See my detailed explanation on a different website. I would add something like that here (in addition to the auditorium analogy), but I'd like to find a citation first...anyone seen an explanation along these lines in any textbook? It may be in an obvious place, I haven't really looked. :-) --Steve (talk) 20:32, 20 January 2012 (UTC)
In a normal metallic conductor, is current conducted only by electrons, or also by electron holes? 
In high school I saw that the charges conducting electricity were really conducted by electrons, then later I saw semiconductors. I now have the impression that in metals both electrons and electron holes are responsible for conduction. Is this right? — Preceding unsigned comment added by 22.214.171.124 (talk) 06:23, 8 May 2012 (UTC)
- From the point of view of elementary particles, metals and semiconductors are made of electrons and protons and neutrons. Out of these three, only electrons move to carry current. That's probably what your high-school teacher meant.
- BUT the electrons in semiconductors and metals move in counterintuitive and complicated ways, because they are interacting with each other and with the protons; it's very different from how we usually think of particles moving. So people invented the notion of quasiparticles: Imaginary particles with different properties than electrons, that would give rise to the actual currents you get from the weird electron motion. Semiconductors can be explained very accurately by having two types of quasiparticles: An electron quasiparticle (like an electron but with the wrong mass) and a hole quasiparticle (like an electron but with the wrong mass and the opposite charge). I believe that metals usually have only one kind of quasiparticle and it has similar properties to an actual electron. But not always! Some metals have the "wrong" sign of Seebeck coefficient or Hall effect, an indication that they have positively-charged quasiparticles. --Steve (talk) 12:46, 8 May 2012 (UTC)
Discrepancy Betweeen Electron Hole Article and Dirac Equation Article 
From http://en.wikipedia.org/wiki/Electron_hole "The concept describes the lack of an electron at a position where one could exist in an atom or atomic lattice. It is different from the positron, which is an actual particle of antimatter, whereas the hole is just a fiction, used for modeling convenience."

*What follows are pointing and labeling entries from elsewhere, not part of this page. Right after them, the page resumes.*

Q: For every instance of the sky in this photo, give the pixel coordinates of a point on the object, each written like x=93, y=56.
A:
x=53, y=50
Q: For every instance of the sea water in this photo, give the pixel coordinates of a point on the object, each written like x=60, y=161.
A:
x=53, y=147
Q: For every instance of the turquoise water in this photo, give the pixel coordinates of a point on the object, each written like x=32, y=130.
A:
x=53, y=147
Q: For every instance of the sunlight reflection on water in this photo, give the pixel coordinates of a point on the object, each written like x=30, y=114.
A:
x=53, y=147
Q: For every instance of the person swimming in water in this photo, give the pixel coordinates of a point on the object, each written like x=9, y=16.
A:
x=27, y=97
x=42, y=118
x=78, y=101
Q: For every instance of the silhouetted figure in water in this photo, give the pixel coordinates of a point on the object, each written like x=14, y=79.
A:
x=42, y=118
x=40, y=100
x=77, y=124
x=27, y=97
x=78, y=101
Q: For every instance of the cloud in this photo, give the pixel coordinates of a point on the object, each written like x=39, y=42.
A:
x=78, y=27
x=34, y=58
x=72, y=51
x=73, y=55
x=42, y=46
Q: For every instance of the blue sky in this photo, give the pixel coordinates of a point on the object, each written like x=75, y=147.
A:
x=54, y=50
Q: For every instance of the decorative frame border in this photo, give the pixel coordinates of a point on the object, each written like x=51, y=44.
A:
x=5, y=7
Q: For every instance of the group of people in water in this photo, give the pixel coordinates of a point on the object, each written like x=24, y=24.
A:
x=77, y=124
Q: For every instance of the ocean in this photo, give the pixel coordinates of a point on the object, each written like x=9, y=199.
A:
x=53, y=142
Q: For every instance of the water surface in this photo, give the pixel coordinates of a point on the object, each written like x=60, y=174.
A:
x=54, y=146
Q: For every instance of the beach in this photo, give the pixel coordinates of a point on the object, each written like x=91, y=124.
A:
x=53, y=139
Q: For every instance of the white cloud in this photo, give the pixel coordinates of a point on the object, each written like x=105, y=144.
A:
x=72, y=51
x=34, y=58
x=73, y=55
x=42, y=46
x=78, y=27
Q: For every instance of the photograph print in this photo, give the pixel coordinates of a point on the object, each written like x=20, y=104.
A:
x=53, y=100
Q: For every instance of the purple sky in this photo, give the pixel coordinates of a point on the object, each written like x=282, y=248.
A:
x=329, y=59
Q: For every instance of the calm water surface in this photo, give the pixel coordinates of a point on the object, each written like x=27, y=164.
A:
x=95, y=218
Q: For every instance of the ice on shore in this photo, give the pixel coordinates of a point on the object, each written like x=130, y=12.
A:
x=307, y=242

From http://en.wikipedia.org/wiki/Dirac_equation#Hole_theory "In certain applications of condensed matter physics, however, the underlying concepts of "hole theory" are valid. The sea of conduction electrons in an electrical conductor, called a Fermi sea, contains electrons with energies up to the chemical potential of the system. An unfilled state in the Fermi sea behaves like a positively-charged electron, though it is referred to as a "hole" rather than a "positron". The negative charge of the Fermi sea is balanced by the positively-charged ionic lattice of the material."